Cristina libre es un clamor que avanza. Podría ser otra consigna. Otra consigna que este nombre, otra cosa que la palabra libre Cristina. Sin embargo, nos convoca, inevitablemente, porque junto con esto, en perfecta contigüidad, decimos, presa política, y utilizamos la palabra prisión. ¿Cuántos obscenos días lleva presa mientras tanto Milagro Sala? Nos disparan desde el poder con sanciones y acusaciones que parecen definitivas y brutales, no tan lejanas de la palabra desaparecido, de cómo se naturalizan y se banalizan ciertos sentidos para neutralizar su alcance. 

Es la palabra desaparecido aquella que sigue convocándonos por arruinarnos la existencia y por haber roto no solo un encadenamiento histórico y generacional, sino también por perdurar en las secuelas de los negacionistas y de los cuerpos que habitamos. 

Si tomáramos la expresión conjunta, Cristina libre, podría ser un perfecto sello opositor a la promoción política de aquello con que han perseguido, intentado obstaculizarnos y aplastarnos en estos últimos dos años. Nos preguntamos por qué los oscuros profanan palabras tan hermosas, fugaces y luminosas, libre. También tener a la mano la posibilidad de referirnos a alguien por su nombre propio, Cristina en este caso. Los desaparecedores cooptan palabras como fueron silencio y salud, el silencio es salud, lo hicieron oportunamente y muchos repetían la musiquita y el slogan. También los nombres propios, para que no vuelvan a nombrarse. No se podía decir Perón

Pero hay algo que persiste desde Antígona en adelante, por transformar a los muertos sin sepultura en nombres que respiran y en verdades que asumen su propia idiosincrasia. Yo quiero sepultura para Polinices, hoy también, hasta nuestros días, para todos los Polinices, los hermanos de Antígona. Vibran, retiemblan a partir de allí, de nosotros, con la fuerza inevitable de la verdad, de eso que también conocemos como repetición, compulsión a la repetición. Llegan una y otra vez, y eso no es posible sin alguien que los nombre, sin un pequeño, luminoso, hasta austero relato, en donde las palabras inevitablemente se presentan y obligan a rememorar. Rememoramos una y otra vez, a nuestro pesar. Renacemos. Se cuelan esas palabras, en los sueños, en las pesadillas, en las referencias, en los tropiezos de nuestros decires inconclusos, en nuestros pensamientos. Y junto con esta conmemoración presente, están también las emociones que son nuestras y que también le dan cuerpo a los innombrados. Aquellos que han sido o intentan ser olvidados. Es difícil, en la experiencia humana, obligar al alma a que olvide definitivamente como si se tratara de la literalidad, un corte absurdo o absoluto que no deje restos ni resabio. Aun en las cenizas más brutales, aun en los incendios, aun con los vándalos que arrasan toda existencia, algo se escapa. Huyen los ecos por los recovecos, vuelven a nombrarse, a escucharse, una melodía completamente única, respirable, irrepetible. 

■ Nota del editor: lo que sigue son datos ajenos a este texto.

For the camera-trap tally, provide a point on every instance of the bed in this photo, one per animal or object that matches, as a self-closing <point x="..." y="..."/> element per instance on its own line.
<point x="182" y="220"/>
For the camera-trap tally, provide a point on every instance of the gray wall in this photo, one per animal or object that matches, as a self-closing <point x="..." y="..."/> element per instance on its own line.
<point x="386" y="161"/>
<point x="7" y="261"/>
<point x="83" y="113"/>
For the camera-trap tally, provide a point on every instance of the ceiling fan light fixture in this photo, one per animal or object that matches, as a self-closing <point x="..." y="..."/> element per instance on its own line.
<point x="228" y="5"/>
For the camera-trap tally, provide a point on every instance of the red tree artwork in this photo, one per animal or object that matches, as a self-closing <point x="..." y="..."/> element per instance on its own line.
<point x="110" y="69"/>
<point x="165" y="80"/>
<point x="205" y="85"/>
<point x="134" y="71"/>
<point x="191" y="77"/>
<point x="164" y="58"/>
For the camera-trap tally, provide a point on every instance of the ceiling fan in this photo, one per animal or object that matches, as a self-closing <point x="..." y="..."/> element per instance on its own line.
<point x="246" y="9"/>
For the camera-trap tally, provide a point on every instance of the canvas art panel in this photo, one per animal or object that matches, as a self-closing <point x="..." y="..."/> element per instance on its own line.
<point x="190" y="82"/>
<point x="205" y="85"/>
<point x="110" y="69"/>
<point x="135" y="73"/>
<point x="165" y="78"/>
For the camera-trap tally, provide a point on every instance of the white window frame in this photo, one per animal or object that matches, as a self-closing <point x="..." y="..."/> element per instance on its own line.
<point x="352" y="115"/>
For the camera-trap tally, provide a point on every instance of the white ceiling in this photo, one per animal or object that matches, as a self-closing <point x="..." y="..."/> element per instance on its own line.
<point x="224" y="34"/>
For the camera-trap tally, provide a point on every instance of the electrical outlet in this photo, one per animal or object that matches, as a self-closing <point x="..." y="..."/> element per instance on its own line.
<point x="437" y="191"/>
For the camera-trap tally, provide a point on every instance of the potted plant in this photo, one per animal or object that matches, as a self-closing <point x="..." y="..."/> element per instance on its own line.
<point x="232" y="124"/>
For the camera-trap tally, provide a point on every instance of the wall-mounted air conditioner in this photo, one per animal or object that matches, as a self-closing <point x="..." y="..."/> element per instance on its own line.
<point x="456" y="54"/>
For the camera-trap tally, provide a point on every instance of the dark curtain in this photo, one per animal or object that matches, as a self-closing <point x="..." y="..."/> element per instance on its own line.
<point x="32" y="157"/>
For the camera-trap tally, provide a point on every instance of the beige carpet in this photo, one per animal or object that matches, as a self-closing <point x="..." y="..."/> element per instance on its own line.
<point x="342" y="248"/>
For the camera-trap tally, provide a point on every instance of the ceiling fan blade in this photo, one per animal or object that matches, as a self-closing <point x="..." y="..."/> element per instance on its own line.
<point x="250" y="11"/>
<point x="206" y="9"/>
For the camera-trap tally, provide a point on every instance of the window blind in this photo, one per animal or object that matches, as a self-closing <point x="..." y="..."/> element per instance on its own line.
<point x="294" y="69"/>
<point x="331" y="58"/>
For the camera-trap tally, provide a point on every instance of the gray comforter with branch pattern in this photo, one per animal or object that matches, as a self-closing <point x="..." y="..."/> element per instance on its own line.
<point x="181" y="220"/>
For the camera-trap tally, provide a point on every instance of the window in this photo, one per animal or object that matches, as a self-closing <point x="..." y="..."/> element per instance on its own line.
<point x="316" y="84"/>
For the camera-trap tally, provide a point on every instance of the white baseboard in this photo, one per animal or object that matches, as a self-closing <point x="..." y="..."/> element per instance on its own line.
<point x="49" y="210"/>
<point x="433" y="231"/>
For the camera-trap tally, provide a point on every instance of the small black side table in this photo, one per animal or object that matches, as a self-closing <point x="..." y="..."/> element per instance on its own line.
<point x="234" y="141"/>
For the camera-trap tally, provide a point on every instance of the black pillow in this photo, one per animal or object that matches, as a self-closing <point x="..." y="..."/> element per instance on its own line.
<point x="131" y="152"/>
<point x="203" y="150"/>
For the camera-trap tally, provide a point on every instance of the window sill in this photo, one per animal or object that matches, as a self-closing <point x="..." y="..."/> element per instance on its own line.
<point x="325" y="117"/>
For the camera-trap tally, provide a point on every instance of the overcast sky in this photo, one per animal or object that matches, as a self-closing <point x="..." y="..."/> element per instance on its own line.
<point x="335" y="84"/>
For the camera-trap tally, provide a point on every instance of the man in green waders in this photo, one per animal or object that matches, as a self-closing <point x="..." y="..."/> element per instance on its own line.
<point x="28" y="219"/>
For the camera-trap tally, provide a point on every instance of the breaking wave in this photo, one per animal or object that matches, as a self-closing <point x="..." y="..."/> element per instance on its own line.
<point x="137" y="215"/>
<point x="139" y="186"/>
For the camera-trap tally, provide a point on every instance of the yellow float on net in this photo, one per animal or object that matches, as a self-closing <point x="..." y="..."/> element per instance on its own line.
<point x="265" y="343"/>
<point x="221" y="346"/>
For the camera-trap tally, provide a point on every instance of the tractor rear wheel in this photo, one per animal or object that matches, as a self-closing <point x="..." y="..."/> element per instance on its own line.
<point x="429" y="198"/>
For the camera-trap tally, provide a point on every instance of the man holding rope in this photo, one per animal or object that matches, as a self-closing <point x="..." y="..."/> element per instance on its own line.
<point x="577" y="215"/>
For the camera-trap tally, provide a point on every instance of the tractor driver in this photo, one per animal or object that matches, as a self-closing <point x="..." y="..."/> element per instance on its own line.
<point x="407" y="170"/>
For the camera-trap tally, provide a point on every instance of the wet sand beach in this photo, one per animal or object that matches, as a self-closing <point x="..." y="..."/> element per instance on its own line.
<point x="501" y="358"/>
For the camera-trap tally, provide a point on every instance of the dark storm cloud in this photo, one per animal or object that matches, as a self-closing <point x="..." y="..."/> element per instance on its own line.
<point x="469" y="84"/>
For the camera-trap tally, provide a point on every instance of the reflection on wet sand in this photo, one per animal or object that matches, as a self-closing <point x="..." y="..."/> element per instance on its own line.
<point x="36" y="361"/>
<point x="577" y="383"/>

Es lo que le ocurre en el final de la historia a Zampano, el pobre personaje de La Strada, el film de Federico Fellini, cuando vuelve a escuchar la melodía que interpretaba esa desvalida joven que él toma en el camino para sus placeres y para su misérrima codicia cotidiana. Es en un sentido la propia diligencia de su carromato y su camino aplastado que lo lleva al espectáculo de feria y al camino marginado. Encontrarse con alguien tan parecido a él. Y solo, al final, en el eco embriagador, incesante, intenso, totalmente doloroso, descubre que eso que dejó escapar y abandonó, guardaba relación con el amor. Posiblemente el único amor que alguna vez recibirá jamás como conduelo el pobre Zampano, en una playa nocturna y desolado, en la Italia de la posguerra, a las orillas de una feria ambulante, después de haber roto por enésima vez las cadenas con su torso gastado. De rodillas. El mar bramando y él, por primera vez sollozando. Sollozando, que a veces es lo mismo que decir el nombre amado, las palabras en presente, los presentes que nos han amado. Tal vez en nuestros sollozos habitan también los nombres de aquellos que otros nos han obligado a acallar y olvidar. Pero nadie olvida del todo las palabras amadas, aunque estén prohibidas o mal vistas, nadie puede, tarde o temprano, apartarse de su influjo embriagador, desgarrado y verdadero.

Digo Gelsomina y Giulietta Masina, la actriz que interpreta al personaje por el que Zampano finalmente llora y recuerda. Digo todos los desamparados de este mundo que parecen ruinas y sin embargo tiene flores para darnos. Digo Bansky y su lanzador de flores. Digo libre, Cristina libre. Digo desaparecidos. Digo Greta Thunberg rumbo a la Franja de Gaza.

 

Cristian Rodríguez es psiconalista y escritor.